One of the main reasons why systemic chemotherapy remains largely ineffective against GBM is the presence of the blood brain barrier (BBB) that hampers adequate drug distribution to the tumor, resulting in sub-therapeutic concentrations in the brain and severe systemic side effects.8–10 The accumulation profile of temozolomide (TMZ), a drug routinely used for the treatment of GBM, in the brain is limited to ∼20% of the initial dose.8 Local drug delivery has been proposed as an alternative to circumvent the BBB, enhance drug concentrations at the tumor site, and reduce systemic toxicity.11,12 For instance, polymer implants comprised of polifeprosan20 loaded with carmustine (BCNU) (Gliadel®) received clinical approval for the intracranial treatment of resectable GBM.13,14 Direct fluid infusion in the tumor bed via convection-enhanced delivery (CED) has also been explored clinically.15 However, complex implantation procedures, risk of infections, local drug toxicity, and rapid drug clearance from the brain parenchyma have limited the applicability of these strategies.16–20
Intratumoral administration of drug-containing polymer nanoparticles (NPs) is an attractive strategy to deliver drugs to the brain, as NP formulations allow for solvent-free drug administration and protect therapeutic agents from metabolism and degradation.21 Moreover, drug clearance and diffusion-based transport across the tumor interstitium can be modulated by tuning NPs size.22,23 NPs can also be precisely tailored to modulate drug release, resulting in sustained release profiles over time, allowing to increase the drug dose without toxicity.24–28 Injectable hydrogels (HGs) also represent a viable strategy for local drug delivery in resectable and non-resectable brain tumors.29–32 Thermo-sensitive HGs are advantageous compared to other hydrogel systems, as they undergo a sol–gel transition driven by temperature changes, without the need of external cross-linking (e.g. UV-irradiation) or addition of potentially toxic chemicals.33 They can be prepared as a polymer solution at room temperature and injected either into the tumor bulk or into the resection cavity, where the temperature increase triggers solidification into a 3D hydrated matrix.34 Additional advantages include ease of administration during standard surgical procedures, and lower risks of trauma and infection compared to CED.35,36
To fully exploit advantages of NPs for localized treatment, their combination with thermo-responsive HGs (HG–NPs) has been proposed.37,38 By forming a depot at the injection site, HGs may contribute to NP localization over time. In addition, the HG matrix can modulate NPs release kinetics and preserve their surface functionalities from degradation/deactivation.39,40 Despite the potential for combining HG and NPs, the transport kinetics and tumor distribution of HG–NPs after intratumoral administration in GBM remain unexplored. In this work, a multi-component strategy composed of HG-embedded drug-loaded NPs was designed for intratumoral injection in mice bearing a highly infiltrative orthotopic GBM model (Fig. 1).

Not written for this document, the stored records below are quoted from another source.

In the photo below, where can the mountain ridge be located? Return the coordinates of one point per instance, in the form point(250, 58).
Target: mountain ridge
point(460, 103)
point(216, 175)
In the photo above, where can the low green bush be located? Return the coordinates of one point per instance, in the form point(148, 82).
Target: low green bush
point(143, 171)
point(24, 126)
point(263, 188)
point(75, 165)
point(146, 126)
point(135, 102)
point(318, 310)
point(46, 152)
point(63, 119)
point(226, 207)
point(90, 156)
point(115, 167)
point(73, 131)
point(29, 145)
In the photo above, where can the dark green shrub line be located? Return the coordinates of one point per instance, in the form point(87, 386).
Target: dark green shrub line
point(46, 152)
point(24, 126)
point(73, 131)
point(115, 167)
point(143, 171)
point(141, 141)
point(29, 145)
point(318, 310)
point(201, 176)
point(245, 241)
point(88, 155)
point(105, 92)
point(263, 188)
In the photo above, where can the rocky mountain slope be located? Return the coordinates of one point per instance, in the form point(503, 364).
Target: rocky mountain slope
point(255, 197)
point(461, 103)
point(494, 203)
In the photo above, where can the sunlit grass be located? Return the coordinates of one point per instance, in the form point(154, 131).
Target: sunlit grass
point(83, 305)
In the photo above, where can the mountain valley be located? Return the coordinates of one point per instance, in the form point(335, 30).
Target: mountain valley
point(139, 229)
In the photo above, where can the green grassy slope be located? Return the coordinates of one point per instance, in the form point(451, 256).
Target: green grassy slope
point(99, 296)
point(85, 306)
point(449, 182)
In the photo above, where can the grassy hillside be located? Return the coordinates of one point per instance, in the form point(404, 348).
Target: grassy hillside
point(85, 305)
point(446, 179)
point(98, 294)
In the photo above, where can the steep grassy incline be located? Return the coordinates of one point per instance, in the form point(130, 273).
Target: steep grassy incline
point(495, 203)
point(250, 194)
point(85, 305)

Our objective was to investigate the distribution dynamics and retention of HG–NPs following intratumoral administration. We exploited the thermosensitive properties of a commercial polymer of well-reported biocompatibility41 (Poloxamer 407) to achieve non-invasive gelation conditions, triggered by body temperature without requiring any additional energy source.34 We hypothesized that the HG matrix would retain NPs near the administration site, reducing their migration away from the tumor bulk, and enhance tumor coverage and NP retention over time. To achieve this, a fluorophore (BODIPY) was encapsulated inside infrared dye (cyanine 7)-labeled polyurethane (PUR) NPs. NPs were embedded in a Poloxamer 407-based thermo-sensitive HG, the system administered intratumorally in mice, and the distribution of NPs and BODIPY examined at different timepoints. Results show that HG–NPs had a significantly longer intratumoral retention compared to free NPs and covered a significantly larger area of the tumor and the peri-tumor region. These findings suggest that the local retention effect of HGs combined with NP-based drug delivery has the potential to extend the therapeutic window of intratumoral-administered drugs, opening avenues for HG–NPs-based local delivery strategies in GBM.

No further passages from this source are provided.